The October REINZ figures showed median prices in the Auckland region fell by 3.2 per cent year on year to $850,000 - the biggest fall since December 2010.

But the really dramatic news was that within the old Auckland City boundaries (the CBD and central suburbs) the median price had fallen 17 per cent from $1.025m to $850,000 since October 2016.

That's an incredible slump, when you consider that the median price was rising by similar percentages for several years - something ratepayers are paying for now as Council revaluations shift reflect massive growth through 2014 and 2015.

Still, I nearly buried the 17 per cent drop. I wanted to make sure that the figure was presented in the right context.

I fully understand the housing market has not crashed.

Economists tend to look through the raw median price and rely on the REINZ House Price Index.


That's because the index accounts for changes in the type of property being sold.

The median is simply the mid-point on a list of all the sale prices recorded in a region over a set period.

Sometimes that is skewed by unusual sales volumes at the top or bottom end of the market - particularly on a monthly basis when the numbers are smaller.

So the index adjusts the data by chopping off the extremes. That provides a more stable benchmark for assessing ongoing trends.

On an annual basis the indexed data shows the Auckland region is only down about 1 per cent. It actually ticked up 0.4 per cent for the month of October.

The big trend for economists is the unusually low volume of transactions, something being attributed to a "wait and see" approach many are taking while uncertainty about the election and new Government policies plays through.


Fair enough. The Auckland market is basically flat in that macro-economic context.

Regardless, it seems important to me to take another step back and look again at the median price in central Auckland.

That 17 per cent fall in median value is real.
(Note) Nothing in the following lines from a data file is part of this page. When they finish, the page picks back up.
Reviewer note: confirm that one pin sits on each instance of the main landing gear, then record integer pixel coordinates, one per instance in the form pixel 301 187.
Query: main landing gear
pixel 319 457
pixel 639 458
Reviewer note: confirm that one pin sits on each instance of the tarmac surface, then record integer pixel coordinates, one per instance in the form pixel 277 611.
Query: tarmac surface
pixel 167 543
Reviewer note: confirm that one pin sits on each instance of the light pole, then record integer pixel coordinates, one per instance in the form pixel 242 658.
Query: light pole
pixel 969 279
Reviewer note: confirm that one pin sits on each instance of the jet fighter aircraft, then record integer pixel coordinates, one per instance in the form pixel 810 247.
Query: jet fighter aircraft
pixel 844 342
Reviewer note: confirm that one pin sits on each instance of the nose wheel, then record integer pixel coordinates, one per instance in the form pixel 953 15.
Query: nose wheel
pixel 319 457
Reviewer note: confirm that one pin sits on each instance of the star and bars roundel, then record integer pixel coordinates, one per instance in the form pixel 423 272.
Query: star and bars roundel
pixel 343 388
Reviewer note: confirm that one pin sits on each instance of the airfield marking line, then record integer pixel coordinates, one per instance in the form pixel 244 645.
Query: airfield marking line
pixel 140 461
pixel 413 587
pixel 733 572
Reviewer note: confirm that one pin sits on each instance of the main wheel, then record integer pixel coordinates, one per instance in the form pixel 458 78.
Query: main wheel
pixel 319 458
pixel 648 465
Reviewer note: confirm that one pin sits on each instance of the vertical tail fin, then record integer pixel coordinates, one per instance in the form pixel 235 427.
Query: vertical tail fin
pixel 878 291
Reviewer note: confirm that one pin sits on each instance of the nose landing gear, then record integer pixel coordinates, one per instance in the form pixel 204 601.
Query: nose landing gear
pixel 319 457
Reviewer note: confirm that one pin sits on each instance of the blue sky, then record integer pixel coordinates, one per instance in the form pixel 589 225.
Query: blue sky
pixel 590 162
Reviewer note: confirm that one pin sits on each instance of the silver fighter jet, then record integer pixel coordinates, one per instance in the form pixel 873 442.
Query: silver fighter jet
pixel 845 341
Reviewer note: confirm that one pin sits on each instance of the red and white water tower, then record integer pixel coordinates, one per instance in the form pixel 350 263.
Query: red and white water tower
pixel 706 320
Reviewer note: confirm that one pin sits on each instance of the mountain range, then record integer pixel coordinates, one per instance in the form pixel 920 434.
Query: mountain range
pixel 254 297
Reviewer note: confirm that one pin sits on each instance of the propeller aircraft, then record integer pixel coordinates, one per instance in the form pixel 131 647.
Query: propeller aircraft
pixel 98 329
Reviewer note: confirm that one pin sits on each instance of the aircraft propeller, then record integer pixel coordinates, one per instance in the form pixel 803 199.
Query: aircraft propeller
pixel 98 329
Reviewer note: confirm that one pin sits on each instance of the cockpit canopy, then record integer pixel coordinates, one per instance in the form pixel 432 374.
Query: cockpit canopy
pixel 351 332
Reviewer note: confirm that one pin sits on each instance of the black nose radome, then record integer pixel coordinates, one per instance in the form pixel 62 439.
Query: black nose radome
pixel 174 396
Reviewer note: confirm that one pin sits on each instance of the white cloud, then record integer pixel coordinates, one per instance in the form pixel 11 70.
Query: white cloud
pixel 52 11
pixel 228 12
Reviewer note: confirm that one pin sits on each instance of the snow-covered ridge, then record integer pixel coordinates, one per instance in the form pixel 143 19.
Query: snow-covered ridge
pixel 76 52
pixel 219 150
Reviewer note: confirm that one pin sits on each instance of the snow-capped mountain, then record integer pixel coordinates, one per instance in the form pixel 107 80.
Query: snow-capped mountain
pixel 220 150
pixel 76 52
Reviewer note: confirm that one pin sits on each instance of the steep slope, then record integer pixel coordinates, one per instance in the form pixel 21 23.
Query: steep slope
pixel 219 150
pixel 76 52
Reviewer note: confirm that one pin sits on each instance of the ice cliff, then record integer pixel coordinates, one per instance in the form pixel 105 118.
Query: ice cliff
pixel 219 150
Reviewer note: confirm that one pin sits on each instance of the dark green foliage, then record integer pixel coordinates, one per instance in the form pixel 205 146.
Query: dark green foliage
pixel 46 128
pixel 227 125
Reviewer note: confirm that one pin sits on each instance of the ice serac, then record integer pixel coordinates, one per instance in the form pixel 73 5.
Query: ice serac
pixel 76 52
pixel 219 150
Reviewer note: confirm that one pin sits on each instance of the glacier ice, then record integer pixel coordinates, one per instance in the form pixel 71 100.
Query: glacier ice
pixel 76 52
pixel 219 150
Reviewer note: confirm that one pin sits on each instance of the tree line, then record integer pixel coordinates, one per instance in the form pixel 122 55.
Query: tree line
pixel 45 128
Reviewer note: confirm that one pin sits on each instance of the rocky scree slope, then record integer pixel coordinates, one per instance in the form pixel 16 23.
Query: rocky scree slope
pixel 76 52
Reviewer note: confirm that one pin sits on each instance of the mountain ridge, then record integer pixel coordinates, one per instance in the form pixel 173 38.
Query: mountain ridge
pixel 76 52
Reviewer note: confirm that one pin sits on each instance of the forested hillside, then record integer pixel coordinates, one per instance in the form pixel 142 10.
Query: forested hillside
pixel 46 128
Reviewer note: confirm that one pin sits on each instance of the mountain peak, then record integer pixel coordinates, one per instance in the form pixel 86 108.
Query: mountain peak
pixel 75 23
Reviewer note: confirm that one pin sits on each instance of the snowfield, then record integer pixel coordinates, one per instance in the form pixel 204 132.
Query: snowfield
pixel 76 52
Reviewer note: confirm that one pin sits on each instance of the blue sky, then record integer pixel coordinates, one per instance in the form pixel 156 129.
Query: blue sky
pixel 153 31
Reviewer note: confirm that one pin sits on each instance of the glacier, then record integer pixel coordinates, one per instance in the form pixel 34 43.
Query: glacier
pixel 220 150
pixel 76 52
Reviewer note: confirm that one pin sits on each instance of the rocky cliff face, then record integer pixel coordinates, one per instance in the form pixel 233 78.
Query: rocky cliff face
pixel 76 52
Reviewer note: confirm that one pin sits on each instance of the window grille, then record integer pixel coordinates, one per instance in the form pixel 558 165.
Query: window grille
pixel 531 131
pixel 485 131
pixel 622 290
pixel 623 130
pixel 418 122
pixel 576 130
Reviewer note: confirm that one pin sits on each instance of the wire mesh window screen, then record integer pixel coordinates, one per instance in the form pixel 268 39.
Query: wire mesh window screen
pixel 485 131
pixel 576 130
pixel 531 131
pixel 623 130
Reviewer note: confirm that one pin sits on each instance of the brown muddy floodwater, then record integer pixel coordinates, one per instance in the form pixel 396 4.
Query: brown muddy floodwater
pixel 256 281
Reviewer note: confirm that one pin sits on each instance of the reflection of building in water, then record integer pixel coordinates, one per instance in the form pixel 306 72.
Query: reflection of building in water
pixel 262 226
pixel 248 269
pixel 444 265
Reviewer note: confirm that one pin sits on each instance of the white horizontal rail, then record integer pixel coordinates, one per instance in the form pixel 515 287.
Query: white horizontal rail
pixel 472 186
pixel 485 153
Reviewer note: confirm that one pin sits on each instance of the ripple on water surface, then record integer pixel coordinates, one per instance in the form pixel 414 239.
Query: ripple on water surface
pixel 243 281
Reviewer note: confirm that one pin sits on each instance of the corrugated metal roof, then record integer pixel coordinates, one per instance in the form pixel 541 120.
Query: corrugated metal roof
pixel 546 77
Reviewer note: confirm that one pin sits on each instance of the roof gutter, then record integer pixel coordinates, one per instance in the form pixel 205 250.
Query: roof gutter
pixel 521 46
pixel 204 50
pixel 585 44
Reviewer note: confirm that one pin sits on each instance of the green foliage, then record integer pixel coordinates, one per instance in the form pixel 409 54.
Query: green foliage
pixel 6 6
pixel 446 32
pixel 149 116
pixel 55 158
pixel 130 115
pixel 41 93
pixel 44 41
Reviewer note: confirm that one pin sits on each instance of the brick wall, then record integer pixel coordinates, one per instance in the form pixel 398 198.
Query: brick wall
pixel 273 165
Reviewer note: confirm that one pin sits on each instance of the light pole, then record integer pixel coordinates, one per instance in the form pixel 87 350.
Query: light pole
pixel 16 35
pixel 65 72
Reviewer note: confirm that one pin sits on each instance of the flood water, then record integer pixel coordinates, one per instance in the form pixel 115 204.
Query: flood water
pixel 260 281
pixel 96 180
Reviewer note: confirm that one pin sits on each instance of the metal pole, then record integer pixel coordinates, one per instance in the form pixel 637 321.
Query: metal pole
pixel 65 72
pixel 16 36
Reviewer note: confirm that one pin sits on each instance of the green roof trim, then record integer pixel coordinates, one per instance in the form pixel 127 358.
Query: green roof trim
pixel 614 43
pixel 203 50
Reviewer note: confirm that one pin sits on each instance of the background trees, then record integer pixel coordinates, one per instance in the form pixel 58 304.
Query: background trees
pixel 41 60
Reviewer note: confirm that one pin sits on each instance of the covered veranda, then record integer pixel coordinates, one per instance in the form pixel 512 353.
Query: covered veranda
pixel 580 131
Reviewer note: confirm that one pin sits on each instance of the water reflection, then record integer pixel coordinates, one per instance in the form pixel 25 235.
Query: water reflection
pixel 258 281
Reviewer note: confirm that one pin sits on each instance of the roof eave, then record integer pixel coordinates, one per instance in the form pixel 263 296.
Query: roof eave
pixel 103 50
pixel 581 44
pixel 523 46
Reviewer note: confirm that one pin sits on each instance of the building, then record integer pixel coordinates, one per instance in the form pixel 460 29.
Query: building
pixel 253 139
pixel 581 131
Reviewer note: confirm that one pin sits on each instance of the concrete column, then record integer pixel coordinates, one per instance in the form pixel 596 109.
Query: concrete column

It was treated as a big deal when it rose through $1m last year. Now it is just $850,000.

According to Real Estate Institute chief executive Bindi Norwell the big driver of the slump in median prices has been the influx of apartments and smaller units on to the central Auckland market.

They are naturally of a lower value than free-standing homes.

So the number of apartments and units coming on to the market in a suburb like Mt Eden has risen at a time when the volume of sales for expensive villas is unusually low.

That changes the make-up of the list of sales and drags down its mid-point.


But if you want to live in Mt Eden, a dwelling is a dwelling.

Economists need to account for the change in the type of properties being sold to maintain a macro view. But in the real world a buyer who wants live in Mt Eden now has more available options at a lower price.

The shift in median value is highly meaningful. In fact is something to shout about.

This is a trend that could spread out from the central suburbs as the Unitary Plan (and other zoning and building policies of local and central government) bring more higher-density, cheaper dwellings into the market.

It shows us it may be possible to engineer a more affordable market in Auckland City without crashing the property values of existing homeowners.

That's important because even if you don't care about the property values of smug middle-class Aucklanders, the so-called wealth effect they have been experiencing is something economists take seriously.


If house prices fall sharply across the board homeowners don't feel as flush, they spend less, business growth stalls and GDP growth is slower.

That means the Government takes less tax and pressure goes on what they can afford to spend.

This Government has committed to fiscal responsibility but also wants to implement a whole bunch of worthy social spending programmes. Those have been budgeted for based on solid GDP growth and a healthy tax take in the next year.

The last thing new finance minister Grant Robertson needs is a property crash that sees Aucklanders closing their wallets.

Auckland still faces population pressure, but there's a risk we see a slump in demand just as new supply hits the market.

Labour does need to move cautiously on immigration and foreign buyer rules while it is putting the foot down on its KiwiBuild programme.


But for now a falling median price against a stable, albeit flat, market backdrop looks like good news to me.